Uncovering comment spammers -- what are they doing?
A lot is known about e-mail spammers, both due to lots of investigations into them and due to some "ex-spammers" talking about what they've done. And it's widely known that they're using infected PCs now.
But what about comment spam? I've been dealing with it a lot at work, and am noticing some oddities. A good amount tends to come from countries where labor can be had cheaply, and watching logs on pages with captchas suggests that they're doing it slowly enough that they're probably just doing it by hand. Unlike the scripts I'd been used to (which would just hammer out POST requests to forms as fast as they could), some spammers are now loading pages on which the comment form resides, waiting a few seconds, and then submitting the spam with a sensible HTTP referrer -- it's as if someone is actually sitting there and copying-and-pasting spam. It seems really odd to me that someone is actually sitting there manually posting spam, though.
Comment spam tends to come from a few areas of the world -- the poverty-stricken parts of Asia; Russia, Africa, and Latin America in particular -- and yet it's often hyping products in other parts of the world. Has anyone found what I'm thinking are US-owned shops paying third-world spammers? Is that what's actually happens?

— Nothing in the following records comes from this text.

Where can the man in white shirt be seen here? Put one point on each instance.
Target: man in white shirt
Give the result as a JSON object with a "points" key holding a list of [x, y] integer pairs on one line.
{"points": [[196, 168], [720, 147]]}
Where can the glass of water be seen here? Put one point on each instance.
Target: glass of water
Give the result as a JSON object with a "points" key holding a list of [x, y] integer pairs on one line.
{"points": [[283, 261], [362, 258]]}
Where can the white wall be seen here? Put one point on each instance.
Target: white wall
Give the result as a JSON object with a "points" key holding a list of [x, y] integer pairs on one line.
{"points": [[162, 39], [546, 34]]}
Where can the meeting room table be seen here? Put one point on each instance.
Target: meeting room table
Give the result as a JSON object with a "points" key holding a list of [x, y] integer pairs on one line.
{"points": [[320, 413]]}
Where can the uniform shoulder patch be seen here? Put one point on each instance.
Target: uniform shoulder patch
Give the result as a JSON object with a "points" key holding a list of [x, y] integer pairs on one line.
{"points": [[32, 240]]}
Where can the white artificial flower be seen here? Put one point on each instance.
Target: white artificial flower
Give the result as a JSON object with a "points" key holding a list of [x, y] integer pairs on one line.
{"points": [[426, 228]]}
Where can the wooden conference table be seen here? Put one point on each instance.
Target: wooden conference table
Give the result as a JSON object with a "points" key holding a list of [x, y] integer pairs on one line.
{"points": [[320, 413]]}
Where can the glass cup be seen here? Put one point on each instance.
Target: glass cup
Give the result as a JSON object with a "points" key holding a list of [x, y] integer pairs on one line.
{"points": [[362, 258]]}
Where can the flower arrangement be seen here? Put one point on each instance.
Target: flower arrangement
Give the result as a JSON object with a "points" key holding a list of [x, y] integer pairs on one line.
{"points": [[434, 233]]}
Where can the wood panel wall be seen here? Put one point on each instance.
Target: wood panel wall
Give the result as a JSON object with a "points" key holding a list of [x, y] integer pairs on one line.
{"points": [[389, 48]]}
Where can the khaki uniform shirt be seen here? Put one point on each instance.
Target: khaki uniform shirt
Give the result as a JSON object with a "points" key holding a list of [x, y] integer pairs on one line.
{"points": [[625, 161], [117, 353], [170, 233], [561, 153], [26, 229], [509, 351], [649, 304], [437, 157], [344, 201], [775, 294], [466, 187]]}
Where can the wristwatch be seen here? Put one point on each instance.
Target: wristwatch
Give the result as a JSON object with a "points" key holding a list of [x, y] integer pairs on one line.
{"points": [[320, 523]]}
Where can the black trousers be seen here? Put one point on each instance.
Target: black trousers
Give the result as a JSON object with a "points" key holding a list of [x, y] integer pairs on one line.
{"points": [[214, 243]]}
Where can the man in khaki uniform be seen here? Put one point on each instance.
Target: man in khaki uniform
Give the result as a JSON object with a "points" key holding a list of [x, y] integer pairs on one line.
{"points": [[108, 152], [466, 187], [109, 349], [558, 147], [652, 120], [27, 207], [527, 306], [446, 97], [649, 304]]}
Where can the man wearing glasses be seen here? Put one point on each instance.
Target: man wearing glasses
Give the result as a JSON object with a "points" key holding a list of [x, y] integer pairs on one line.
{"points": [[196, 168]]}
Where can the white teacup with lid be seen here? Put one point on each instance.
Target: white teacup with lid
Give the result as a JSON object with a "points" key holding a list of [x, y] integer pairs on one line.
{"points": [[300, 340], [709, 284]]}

And other nonsense reigns. Some of the spam getting posted to my employer's site links to sites that, according to whois records, have never existed. A LOT of other spam has egregious formatting errors -- BBCode on a site that doesn't support it, or malformed links (mysite.com/www.spamsite.com) posted over and over again. It's like they're either so clueless that they have no idea that their spam doesn't work, or that they're just being paid by post or something and so they don't even care if the links work.
Has anyone (not necessarily personally) ever tracked down exactly what this "industry" is up to? Even though it seems like a simple extension of e-mail spam, there's a lot of odd behavior that makes me think it's actually quite different, and now I'm really curious.